Many Latinos work from sunrise to sunset and when they finally are off from work, the polls are closed.

“Our community lacks interest to begin with, but the fact that elections are held in the middle of the week complicates things even more for people who work,” said Juan Montañez, a community activist.

To some, the problem is cultural.

“The truth is that Latinos have no culture of accountability, we have always let others make decisions for us, we are very good at criticizing but not at participating and becoming engaged. We tend to rely on others, that’s why we are marginalized and officials don’t listen to us,” said Jose Aguirre.


Steve Allan Castro of San Francisco blames the media for the lack of voter information. “Spanish TV stations devote more air time to soap operas, movies and sports than to the information that will ensure Latinos know how, when, and where to vote,” Castro said.

Nelson García, a native Angeleno, indicates that many Latinos work from sunrise to sunset and when they are off from work the polls are closed.

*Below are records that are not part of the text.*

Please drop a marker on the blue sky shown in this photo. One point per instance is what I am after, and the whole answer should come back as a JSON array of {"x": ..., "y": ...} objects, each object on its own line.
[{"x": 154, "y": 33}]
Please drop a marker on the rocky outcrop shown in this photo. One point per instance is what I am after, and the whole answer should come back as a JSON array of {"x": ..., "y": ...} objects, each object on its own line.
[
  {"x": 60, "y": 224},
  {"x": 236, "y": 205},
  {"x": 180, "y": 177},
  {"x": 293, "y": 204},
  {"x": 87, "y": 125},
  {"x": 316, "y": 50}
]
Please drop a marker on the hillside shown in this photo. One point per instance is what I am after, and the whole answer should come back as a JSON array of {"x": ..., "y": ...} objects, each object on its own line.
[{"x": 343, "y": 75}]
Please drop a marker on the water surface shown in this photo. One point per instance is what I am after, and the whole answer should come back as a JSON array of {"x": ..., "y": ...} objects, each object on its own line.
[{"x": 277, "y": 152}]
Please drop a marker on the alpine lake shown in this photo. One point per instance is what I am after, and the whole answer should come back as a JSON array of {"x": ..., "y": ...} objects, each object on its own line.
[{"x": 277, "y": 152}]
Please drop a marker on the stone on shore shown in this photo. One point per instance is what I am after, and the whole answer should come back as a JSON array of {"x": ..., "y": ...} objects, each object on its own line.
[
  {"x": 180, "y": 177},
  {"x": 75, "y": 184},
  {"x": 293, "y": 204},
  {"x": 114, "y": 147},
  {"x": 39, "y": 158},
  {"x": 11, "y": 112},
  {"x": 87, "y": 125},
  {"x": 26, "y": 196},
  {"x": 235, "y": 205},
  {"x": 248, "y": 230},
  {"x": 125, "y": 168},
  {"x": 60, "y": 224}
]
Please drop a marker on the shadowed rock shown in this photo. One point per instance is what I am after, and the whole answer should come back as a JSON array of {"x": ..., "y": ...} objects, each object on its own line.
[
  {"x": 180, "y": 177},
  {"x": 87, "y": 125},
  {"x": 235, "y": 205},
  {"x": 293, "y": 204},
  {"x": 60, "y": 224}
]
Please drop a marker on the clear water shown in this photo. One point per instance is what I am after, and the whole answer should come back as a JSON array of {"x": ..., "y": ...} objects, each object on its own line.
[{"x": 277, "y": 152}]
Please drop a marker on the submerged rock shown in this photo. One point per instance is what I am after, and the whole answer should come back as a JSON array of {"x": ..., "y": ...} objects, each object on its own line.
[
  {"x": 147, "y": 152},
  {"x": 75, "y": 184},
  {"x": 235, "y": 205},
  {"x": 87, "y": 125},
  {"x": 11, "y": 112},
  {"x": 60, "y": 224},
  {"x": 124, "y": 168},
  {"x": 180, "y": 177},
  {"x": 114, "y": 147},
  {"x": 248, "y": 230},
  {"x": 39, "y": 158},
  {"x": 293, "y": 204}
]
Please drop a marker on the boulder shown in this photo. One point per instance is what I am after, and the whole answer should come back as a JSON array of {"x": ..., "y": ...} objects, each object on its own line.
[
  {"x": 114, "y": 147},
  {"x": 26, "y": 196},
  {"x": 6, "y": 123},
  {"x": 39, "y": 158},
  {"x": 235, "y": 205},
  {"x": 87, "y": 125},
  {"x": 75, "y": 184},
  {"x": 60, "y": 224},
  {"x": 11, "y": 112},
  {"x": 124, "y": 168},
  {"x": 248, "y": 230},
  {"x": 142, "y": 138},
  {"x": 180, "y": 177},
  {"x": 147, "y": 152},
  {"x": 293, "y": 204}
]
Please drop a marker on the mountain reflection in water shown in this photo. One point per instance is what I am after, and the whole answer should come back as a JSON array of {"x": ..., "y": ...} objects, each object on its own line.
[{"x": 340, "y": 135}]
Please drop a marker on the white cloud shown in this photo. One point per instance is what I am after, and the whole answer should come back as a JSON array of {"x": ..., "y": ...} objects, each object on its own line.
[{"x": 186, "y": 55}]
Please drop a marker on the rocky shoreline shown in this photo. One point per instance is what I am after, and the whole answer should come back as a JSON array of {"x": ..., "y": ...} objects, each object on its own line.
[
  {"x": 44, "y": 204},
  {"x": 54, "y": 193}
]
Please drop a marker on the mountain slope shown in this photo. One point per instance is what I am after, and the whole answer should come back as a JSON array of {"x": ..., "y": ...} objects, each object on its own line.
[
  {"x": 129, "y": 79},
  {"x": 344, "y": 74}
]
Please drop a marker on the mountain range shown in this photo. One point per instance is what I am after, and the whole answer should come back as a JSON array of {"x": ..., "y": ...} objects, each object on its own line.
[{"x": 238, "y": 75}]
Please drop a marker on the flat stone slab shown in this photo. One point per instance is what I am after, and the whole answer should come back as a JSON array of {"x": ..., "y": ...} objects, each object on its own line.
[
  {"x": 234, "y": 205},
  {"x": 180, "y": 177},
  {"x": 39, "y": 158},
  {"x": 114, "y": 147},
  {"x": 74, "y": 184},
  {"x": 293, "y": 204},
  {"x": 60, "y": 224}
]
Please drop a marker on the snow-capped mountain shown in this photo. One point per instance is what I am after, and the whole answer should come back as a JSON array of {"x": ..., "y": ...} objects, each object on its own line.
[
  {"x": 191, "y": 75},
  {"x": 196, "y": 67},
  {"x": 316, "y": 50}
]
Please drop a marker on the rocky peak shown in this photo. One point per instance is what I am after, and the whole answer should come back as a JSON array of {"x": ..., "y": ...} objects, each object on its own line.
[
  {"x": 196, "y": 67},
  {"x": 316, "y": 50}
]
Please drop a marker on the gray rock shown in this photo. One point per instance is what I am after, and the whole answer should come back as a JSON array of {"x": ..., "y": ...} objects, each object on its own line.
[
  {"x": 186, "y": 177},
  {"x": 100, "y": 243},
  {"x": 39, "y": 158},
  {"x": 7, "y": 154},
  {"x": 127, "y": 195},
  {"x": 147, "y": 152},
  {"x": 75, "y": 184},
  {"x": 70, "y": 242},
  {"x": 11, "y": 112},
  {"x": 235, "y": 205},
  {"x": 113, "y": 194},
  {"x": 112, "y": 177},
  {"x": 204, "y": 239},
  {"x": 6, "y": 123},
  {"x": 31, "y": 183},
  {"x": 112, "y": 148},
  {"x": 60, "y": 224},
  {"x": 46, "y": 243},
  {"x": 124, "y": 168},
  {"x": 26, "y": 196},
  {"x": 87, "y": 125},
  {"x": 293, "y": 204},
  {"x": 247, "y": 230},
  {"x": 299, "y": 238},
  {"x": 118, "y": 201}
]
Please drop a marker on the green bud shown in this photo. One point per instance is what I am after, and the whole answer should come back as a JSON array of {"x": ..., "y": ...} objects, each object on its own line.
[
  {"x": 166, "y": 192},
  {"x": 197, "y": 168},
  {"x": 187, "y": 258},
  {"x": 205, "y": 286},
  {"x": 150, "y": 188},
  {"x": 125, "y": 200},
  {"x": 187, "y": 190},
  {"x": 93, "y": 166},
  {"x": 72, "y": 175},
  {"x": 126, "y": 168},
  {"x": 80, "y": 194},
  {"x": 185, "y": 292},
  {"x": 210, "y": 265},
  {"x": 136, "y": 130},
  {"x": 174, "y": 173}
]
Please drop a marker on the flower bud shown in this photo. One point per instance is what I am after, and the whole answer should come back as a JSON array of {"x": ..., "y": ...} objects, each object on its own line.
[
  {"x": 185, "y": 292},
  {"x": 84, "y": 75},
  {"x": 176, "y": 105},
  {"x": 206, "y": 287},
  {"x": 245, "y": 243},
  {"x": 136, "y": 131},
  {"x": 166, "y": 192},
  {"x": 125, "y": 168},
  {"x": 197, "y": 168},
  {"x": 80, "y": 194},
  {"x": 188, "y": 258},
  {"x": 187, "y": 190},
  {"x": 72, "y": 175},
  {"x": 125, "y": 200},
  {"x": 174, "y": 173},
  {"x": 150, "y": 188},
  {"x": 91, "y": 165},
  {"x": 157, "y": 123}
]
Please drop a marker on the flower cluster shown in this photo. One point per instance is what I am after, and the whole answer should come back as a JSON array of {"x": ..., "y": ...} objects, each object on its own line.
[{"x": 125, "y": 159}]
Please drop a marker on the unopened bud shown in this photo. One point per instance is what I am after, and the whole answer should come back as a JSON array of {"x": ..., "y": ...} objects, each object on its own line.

He said the problem is that some times Latinos don’t know which candidate to vote for because they don’t identify with anyone.

The reasons for lower-than-average voter turnout in Latino communities run the gamut, but one thing is clear: Latinos constituted 19 percent of the California electorate last year, but will represent a whopping 40 percent by 2040 at the current pace, making this an issue that requires immediate attention.